Integrating Computational Pathology and Proteomics to Overcome Tumor Heterogeneity
This Journal of Pathology review addresses why precision medicine trials have underperformed in many malignancies, attributing much of the failure to proteogenomic discordances and spatially distributed tumor heterogeneity. The authors propose integrating mass-spectrometry-based global proteomics with computational imaging to guide regional tissue sampling, thereby capturing biologically relevant variation that bulk analyses miss.
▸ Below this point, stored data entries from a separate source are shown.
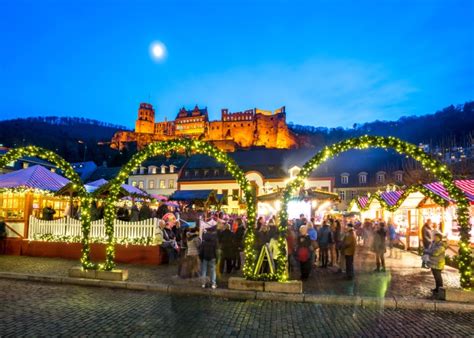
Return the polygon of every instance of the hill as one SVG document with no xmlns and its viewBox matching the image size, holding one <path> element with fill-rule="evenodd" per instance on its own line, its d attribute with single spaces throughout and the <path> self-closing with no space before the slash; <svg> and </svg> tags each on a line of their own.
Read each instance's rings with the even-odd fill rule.
<svg viewBox="0 0 474 338">
<path fill-rule="evenodd" d="M 127 154 L 110 149 L 109 141 L 123 126 L 79 117 L 30 117 L 0 121 L 0 143 L 7 147 L 37 145 L 70 162 L 93 160 L 120 164 Z"/>
<path fill-rule="evenodd" d="M 434 114 L 374 121 L 353 128 L 325 128 L 289 123 L 305 145 L 319 147 L 361 135 L 396 136 L 411 143 L 442 148 L 474 144 L 474 101 L 449 106 Z M 432 147 L 433 148 L 433 147 Z"/>
</svg>

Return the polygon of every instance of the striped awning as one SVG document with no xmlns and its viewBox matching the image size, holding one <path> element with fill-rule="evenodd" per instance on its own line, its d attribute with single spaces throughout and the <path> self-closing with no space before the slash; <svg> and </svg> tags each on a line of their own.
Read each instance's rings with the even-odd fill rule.
<svg viewBox="0 0 474 338">
<path fill-rule="evenodd" d="M 369 203 L 369 197 L 368 196 L 361 196 L 357 198 L 357 203 L 359 203 L 361 208 L 366 208 L 367 203 Z"/>
<path fill-rule="evenodd" d="M 384 191 L 380 193 L 380 197 L 391 207 L 397 204 L 400 197 L 403 195 L 403 190 L 398 191 Z"/>
<path fill-rule="evenodd" d="M 40 165 L 0 175 L 0 188 L 31 188 L 58 191 L 70 181 Z"/>
<path fill-rule="evenodd" d="M 454 183 L 459 189 L 464 192 L 469 202 L 474 203 L 474 180 L 456 180 L 454 181 Z M 453 202 L 453 200 L 449 196 L 449 193 L 444 188 L 441 182 L 428 183 L 425 184 L 424 187 L 434 192 L 436 195 L 440 196 L 444 200 L 448 202 Z"/>
</svg>

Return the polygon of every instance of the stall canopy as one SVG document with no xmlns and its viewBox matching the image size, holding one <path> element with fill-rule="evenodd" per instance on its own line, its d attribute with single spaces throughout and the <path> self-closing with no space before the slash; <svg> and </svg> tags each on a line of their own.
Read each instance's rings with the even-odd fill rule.
<svg viewBox="0 0 474 338">
<path fill-rule="evenodd" d="M 94 193 L 95 195 L 106 195 L 110 187 L 110 183 L 109 181 L 101 178 L 96 181 L 85 184 L 84 187 L 89 193 Z M 74 193 L 76 193 L 76 189 L 74 188 L 74 185 L 72 183 L 68 183 L 57 192 L 58 195 L 72 195 Z M 121 185 L 120 196 L 133 196 L 142 198 L 149 197 L 149 195 L 143 190 L 128 184 Z"/>
<path fill-rule="evenodd" d="M 272 192 L 266 195 L 257 196 L 257 201 L 275 201 L 283 198 L 283 191 Z M 308 199 L 308 200 L 337 200 L 339 197 L 337 194 L 318 190 L 318 189 L 305 189 L 299 194 L 295 195 L 294 199 Z"/>
<path fill-rule="evenodd" d="M 224 200 L 224 195 L 216 194 L 215 190 L 178 190 L 175 191 L 169 199 L 183 202 L 202 201 L 222 203 Z"/>
<path fill-rule="evenodd" d="M 474 180 L 456 180 L 454 183 L 459 189 L 463 191 L 469 202 L 474 204 Z M 444 200 L 453 202 L 453 200 L 449 197 L 448 192 L 440 182 L 425 184 L 425 188 L 431 190 Z"/>
<path fill-rule="evenodd" d="M 0 176 L 0 188 L 31 188 L 56 192 L 70 181 L 40 165 Z"/>
</svg>

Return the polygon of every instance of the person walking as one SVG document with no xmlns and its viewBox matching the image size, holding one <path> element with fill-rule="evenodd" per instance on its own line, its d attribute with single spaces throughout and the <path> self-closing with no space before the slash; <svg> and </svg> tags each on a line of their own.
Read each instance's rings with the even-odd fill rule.
<svg viewBox="0 0 474 338">
<path fill-rule="evenodd" d="M 211 288 L 217 288 L 216 282 L 216 260 L 217 260 L 217 234 L 216 227 L 212 226 L 202 236 L 201 249 L 199 250 L 199 258 L 201 259 L 201 277 L 205 280 L 207 272 L 211 280 Z M 207 287 L 204 281 L 203 288 Z"/>
<path fill-rule="evenodd" d="M 2 255 L 6 254 L 6 247 L 7 247 L 7 223 L 5 223 L 5 219 L 3 216 L 0 216 L 0 253 Z"/>
<path fill-rule="evenodd" d="M 201 239 L 197 228 L 192 228 L 186 233 L 188 247 L 186 250 L 187 274 L 194 278 L 199 276 L 199 249 L 201 247 Z"/>
<path fill-rule="evenodd" d="M 130 209 L 130 222 L 138 222 L 140 220 L 140 211 L 137 205 L 133 202 L 132 208 Z"/>
<path fill-rule="evenodd" d="M 138 218 L 140 219 L 140 221 L 144 221 L 151 218 L 151 209 L 147 202 L 144 202 L 142 204 L 142 207 L 138 212 Z"/>
<path fill-rule="evenodd" d="M 235 223 L 237 225 L 237 229 L 235 230 L 234 242 L 237 250 L 235 254 L 234 268 L 236 271 L 238 271 L 244 264 L 245 227 L 241 218 L 236 218 Z"/>
<path fill-rule="evenodd" d="M 423 227 L 421 228 L 421 238 L 423 241 L 423 254 L 426 254 L 426 250 L 431 245 L 431 242 L 433 241 L 433 229 L 431 228 L 431 219 L 427 219 L 425 224 L 423 224 Z M 425 261 L 422 261 L 421 267 L 425 269 L 429 269 L 429 266 L 426 264 Z"/>
<path fill-rule="evenodd" d="M 224 230 L 219 236 L 219 247 L 222 252 L 222 258 L 219 262 L 219 272 L 224 273 L 225 266 L 226 273 L 231 273 L 237 248 L 235 247 L 234 234 L 230 231 L 229 223 L 224 223 Z"/>
<path fill-rule="evenodd" d="M 378 229 L 374 233 L 373 251 L 375 252 L 375 261 L 377 268 L 375 272 L 385 272 L 385 240 L 387 238 L 387 231 L 385 230 L 385 223 L 380 222 Z"/>
<path fill-rule="evenodd" d="M 346 259 L 346 276 L 347 279 L 354 278 L 354 255 L 356 249 L 356 236 L 352 223 L 347 224 L 347 231 L 343 240 L 344 257 Z"/>
<path fill-rule="evenodd" d="M 327 221 L 318 232 L 319 255 L 321 256 L 321 267 L 328 267 L 329 260 L 329 245 L 332 243 L 331 229 Z"/>
<path fill-rule="evenodd" d="M 43 219 L 45 221 L 52 221 L 56 211 L 51 207 L 51 204 L 48 204 L 43 209 Z"/>
<path fill-rule="evenodd" d="M 429 265 L 435 280 L 435 288 L 431 290 L 434 296 L 438 295 L 439 289 L 443 287 L 443 276 L 441 272 L 446 263 L 446 247 L 447 244 L 443 242 L 443 234 L 438 231 L 434 235 L 434 240 L 430 247 L 426 250 L 426 254 L 428 254 L 430 258 Z"/>
</svg>

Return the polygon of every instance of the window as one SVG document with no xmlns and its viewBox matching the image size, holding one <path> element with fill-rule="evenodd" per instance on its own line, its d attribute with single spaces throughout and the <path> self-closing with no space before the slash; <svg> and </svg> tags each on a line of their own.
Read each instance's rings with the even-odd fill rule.
<svg viewBox="0 0 474 338">
<path fill-rule="evenodd" d="M 194 170 L 194 176 L 199 176 L 199 170 Z"/>
<path fill-rule="evenodd" d="M 132 186 L 136 187 L 137 186 L 137 181 L 132 181 Z"/>
<path fill-rule="evenodd" d="M 403 181 L 403 173 L 402 172 L 395 173 L 395 181 L 397 181 L 397 182 L 402 182 Z"/>
<path fill-rule="evenodd" d="M 207 176 L 209 174 L 209 169 L 204 169 L 204 176 Z"/>
<path fill-rule="evenodd" d="M 166 174 L 166 166 L 164 165 L 161 166 L 161 173 Z"/>
<path fill-rule="evenodd" d="M 385 182 L 385 173 L 378 172 L 377 173 L 377 183 L 384 183 Z"/>
<path fill-rule="evenodd" d="M 321 191 L 329 191 L 329 187 L 321 187 Z"/>
<path fill-rule="evenodd" d="M 174 180 L 168 180 L 168 189 L 174 189 Z"/>
<path fill-rule="evenodd" d="M 170 173 L 171 173 L 171 174 L 174 173 L 174 168 L 176 168 L 176 166 L 170 165 Z"/>
<path fill-rule="evenodd" d="M 160 189 L 166 189 L 166 181 L 160 180 Z"/>
<path fill-rule="evenodd" d="M 52 172 L 52 173 L 55 173 L 55 172 L 56 172 L 56 168 L 51 168 L 51 172 Z"/>
<path fill-rule="evenodd" d="M 345 190 L 339 191 L 339 198 L 341 199 L 341 201 L 346 200 L 346 191 Z"/>
<path fill-rule="evenodd" d="M 184 171 L 184 176 L 185 176 L 185 177 L 188 177 L 188 176 L 189 176 L 189 170 L 185 170 L 185 171 Z"/>
<path fill-rule="evenodd" d="M 367 183 L 367 173 L 360 173 L 359 184 L 366 184 L 366 183 Z"/>
<path fill-rule="evenodd" d="M 155 180 L 148 181 L 148 189 L 155 189 Z"/>
<path fill-rule="evenodd" d="M 214 176 L 219 176 L 219 169 L 214 169 Z"/>
<path fill-rule="evenodd" d="M 144 167 L 140 167 L 140 174 L 144 174 L 145 173 L 145 168 Z"/>
<path fill-rule="evenodd" d="M 222 189 L 222 195 L 224 195 L 224 196 L 229 195 L 229 190 L 228 189 Z"/>
<path fill-rule="evenodd" d="M 341 184 L 348 184 L 349 183 L 349 175 L 348 174 L 342 174 L 341 175 Z"/>
<path fill-rule="evenodd" d="M 232 199 L 234 201 L 239 199 L 239 189 L 232 189 Z"/>
<path fill-rule="evenodd" d="M 23 169 L 26 169 L 26 168 L 28 168 L 28 167 L 30 166 L 30 164 L 29 164 L 29 163 L 26 163 L 26 162 L 23 162 L 23 165 L 22 165 L 22 166 L 23 166 Z"/>
<path fill-rule="evenodd" d="M 145 184 L 143 181 L 138 181 L 138 188 L 143 189 L 145 187 Z"/>
</svg>

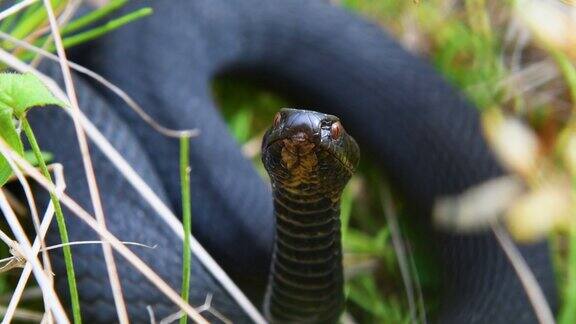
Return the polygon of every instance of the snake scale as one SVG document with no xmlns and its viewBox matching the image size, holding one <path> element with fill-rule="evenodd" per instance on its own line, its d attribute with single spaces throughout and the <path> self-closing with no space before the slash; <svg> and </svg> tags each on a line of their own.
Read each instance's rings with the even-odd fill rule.
<svg viewBox="0 0 576 324">
<path fill-rule="evenodd" d="M 132 2 L 126 10 L 143 3 Z M 257 78 L 299 106 L 341 118 L 363 155 L 381 166 L 423 223 L 430 219 L 436 198 L 504 174 L 482 138 L 475 109 L 382 28 L 343 8 L 320 0 L 146 4 L 154 15 L 71 56 L 137 98 L 159 123 L 201 130 L 190 153 L 193 231 L 256 305 L 265 299 L 274 250 L 272 194 L 218 112 L 211 91 L 215 76 Z M 49 65 L 45 62 L 43 68 L 53 70 Z M 180 210 L 178 144 L 151 131 L 101 87 L 80 77 L 76 82 L 86 114 L 154 191 Z M 71 122 L 56 109 L 35 111 L 30 117 L 43 149 L 64 164 L 68 192 L 91 209 Z M 142 204 L 102 153 L 92 151 L 109 229 L 121 240 L 157 245 L 154 250 L 131 249 L 178 289 L 181 241 Z M 96 238 L 77 219 L 67 220 L 71 240 Z M 492 234 L 464 236 L 430 229 L 427 239 L 444 275 L 434 321 L 536 322 Z M 57 240 L 52 230 L 49 243 Z M 522 246 L 521 252 L 555 308 L 547 244 Z M 73 253 L 83 315 L 90 322 L 116 321 L 101 248 L 77 246 Z M 58 254 L 54 259 L 56 283 L 65 294 L 63 264 Z M 117 265 L 134 322 L 149 321 L 147 305 L 156 318 L 176 310 L 120 257 Z M 192 268 L 192 304 L 202 304 L 210 293 L 212 306 L 227 318 L 250 321 L 197 258 Z"/>
</svg>

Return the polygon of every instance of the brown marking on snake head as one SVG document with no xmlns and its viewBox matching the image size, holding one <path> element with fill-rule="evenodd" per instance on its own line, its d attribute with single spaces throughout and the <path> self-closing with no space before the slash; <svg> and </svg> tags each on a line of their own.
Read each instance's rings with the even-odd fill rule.
<svg viewBox="0 0 576 324">
<path fill-rule="evenodd" d="M 296 133 L 282 140 L 282 164 L 296 178 L 300 178 L 314 170 L 318 158 L 314 152 L 316 145 L 308 140 L 308 135 Z"/>
</svg>

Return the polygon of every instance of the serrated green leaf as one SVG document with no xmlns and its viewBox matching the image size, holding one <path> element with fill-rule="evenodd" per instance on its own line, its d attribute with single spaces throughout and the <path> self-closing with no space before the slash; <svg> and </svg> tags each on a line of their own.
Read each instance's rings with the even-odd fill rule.
<svg viewBox="0 0 576 324">
<path fill-rule="evenodd" d="M 36 106 L 66 107 L 32 73 L 0 73 L 0 104 L 13 108 L 17 118 Z"/>
<path fill-rule="evenodd" d="M 6 107 L 0 108 L 0 137 L 16 152 L 19 154 L 24 153 L 24 146 L 14 126 L 12 109 Z M 12 175 L 12 169 L 8 161 L 0 155 L 0 187 L 6 183 L 10 175 Z"/>
</svg>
The framework offers a practical strategy for more accurate molecular profiling in heterogeneous tumors.
The original study
Integrating computational pathology and proteomics to address tumor heterogeneity.
- Authors
- Dent A, Diamandis P
- Journal
- The Journal of pathology
- Type
- Journal Article, Review, Research Support, Non-U.S. Gov't
- PMID
- 35373360
Original abstract
Despite numerous advances in our molecular understanding of cancer biology, success in precision medicine trials has remained elusive for many malignancies. Emerging evidence now supports that these challenges are partly driven by proteogenomic discordances across molecular readouts and heterogeneous biology that is spatially distributed across tumors. Here we discuss these key limitations and how integrating the promise of mass-spectrometry-based global proteomics and computational imaging can help prioritize and direct regional sampling to help overcome these important challenges of biologic variation in cancer. © 2022 The Pathological Society of Great Britain and Ireland.